In the default scene layout the 3 buttons correspond to scene 1-3 of your preset. To access 4-6 to long press the right switch and then the switches apply are assigned to 4-6. Long press the left switch and you're back to 1-3. I don't believe I've ever had a song which needed 8 distinct sounds in it, rarely more than 3 playing live. In the case that you'd need 4 at hand in the default layout you'd need 2 steps to access that 4th sound in the default scene layout.
That said...the layout is completely customizable. For example...if you're the type to create presets per song you can simply assign Switch 1 to increment through scenes and have each scene correspond to parts of the song, for example scene 1 clean, scene 2 crunch, scene 3 high gain, scene 4 crunch (copy of scene 2), scene 5 high gain (copy of scene3), scene 6 lead, and scene 6 high gain (copy of scene 3).
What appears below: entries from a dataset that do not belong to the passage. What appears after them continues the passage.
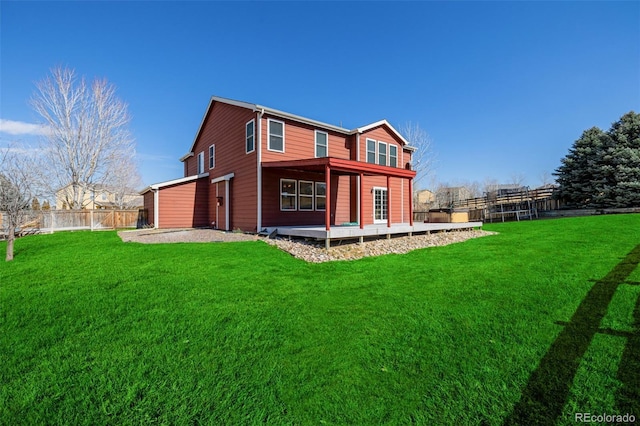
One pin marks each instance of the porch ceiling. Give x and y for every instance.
(342, 166)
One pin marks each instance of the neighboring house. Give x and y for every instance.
(251, 167)
(100, 197)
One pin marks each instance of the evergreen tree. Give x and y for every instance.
(603, 169)
(575, 179)
(626, 155)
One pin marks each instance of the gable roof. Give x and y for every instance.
(298, 118)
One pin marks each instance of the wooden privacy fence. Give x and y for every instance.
(67, 220)
(510, 204)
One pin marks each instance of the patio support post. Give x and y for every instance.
(327, 209)
(411, 202)
(361, 201)
(388, 201)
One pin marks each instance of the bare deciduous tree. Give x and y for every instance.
(18, 186)
(423, 157)
(126, 183)
(87, 138)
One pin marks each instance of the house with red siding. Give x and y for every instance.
(255, 168)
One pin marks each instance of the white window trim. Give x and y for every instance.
(395, 156)
(367, 151)
(246, 135)
(312, 196)
(201, 163)
(386, 153)
(269, 121)
(295, 196)
(212, 156)
(373, 198)
(326, 140)
(316, 196)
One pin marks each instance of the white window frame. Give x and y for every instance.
(326, 146)
(212, 156)
(374, 152)
(269, 121)
(386, 153)
(301, 195)
(383, 210)
(201, 162)
(394, 156)
(294, 195)
(316, 196)
(252, 136)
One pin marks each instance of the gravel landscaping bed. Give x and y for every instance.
(155, 236)
(308, 250)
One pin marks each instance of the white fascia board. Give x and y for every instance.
(187, 155)
(383, 122)
(303, 120)
(240, 104)
(176, 181)
(223, 178)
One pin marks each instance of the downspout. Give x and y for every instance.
(156, 208)
(359, 179)
(259, 171)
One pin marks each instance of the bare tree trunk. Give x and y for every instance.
(87, 139)
(10, 240)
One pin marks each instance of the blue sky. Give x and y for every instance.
(502, 88)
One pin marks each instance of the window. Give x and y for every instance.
(201, 163)
(305, 196)
(287, 194)
(276, 135)
(321, 195)
(250, 140)
(212, 156)
(382, 153)
(371, 151)
(322, 144)
(379, 205)
(393, 155)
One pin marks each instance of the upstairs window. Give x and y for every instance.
(382, 153)
(201, 163)
(371, 151)
(276, 135)
(250, 136)
(322, 144)
(288, 194)
(393, 155)
(212, 156)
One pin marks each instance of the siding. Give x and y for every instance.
(300, 142)
(183, 205)
(225, 127)
(383, 134)
(149, 206)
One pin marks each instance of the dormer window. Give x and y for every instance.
(322, 144)
(276, 135)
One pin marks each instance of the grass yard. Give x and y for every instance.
(529, 326)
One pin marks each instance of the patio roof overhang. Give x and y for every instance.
(341, 166)
(329, 165)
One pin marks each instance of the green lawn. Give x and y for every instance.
(528, 326)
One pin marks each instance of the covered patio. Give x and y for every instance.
(339, 166)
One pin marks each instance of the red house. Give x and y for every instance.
(251, 167)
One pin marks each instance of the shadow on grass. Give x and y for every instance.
(547, 391)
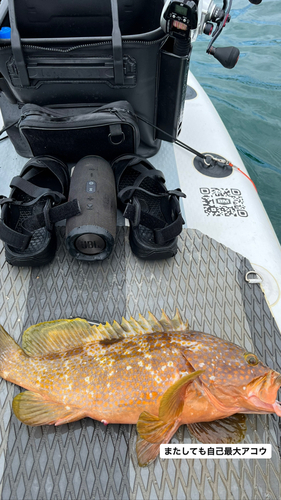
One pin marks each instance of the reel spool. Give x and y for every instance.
(90, 235)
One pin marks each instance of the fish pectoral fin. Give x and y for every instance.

This way there is no thinking involved, for the next part of the song you simply hit the same switch.
Or...set left switch to toggle between 2 scenes, middle switch as a lead boost which you can engage on either scene, and right can be for any mod effect/tap tempo/whatever. Or...switch 1 cycles Amp Channel A/B, switch 2 toggles volume boost and delay, switch 3 increments preset. Or....literally whatever.
It's a different way of thinking without question. All my life I've felt I needed more switches in order to handle performance needs. Once I tried the HX Stomp and Boss GT Core I saw how a 3 switch box could almost do everything I wanted, the FM3 completely shifted my perspective to questioning why I'd personally ever need more than 3 switches.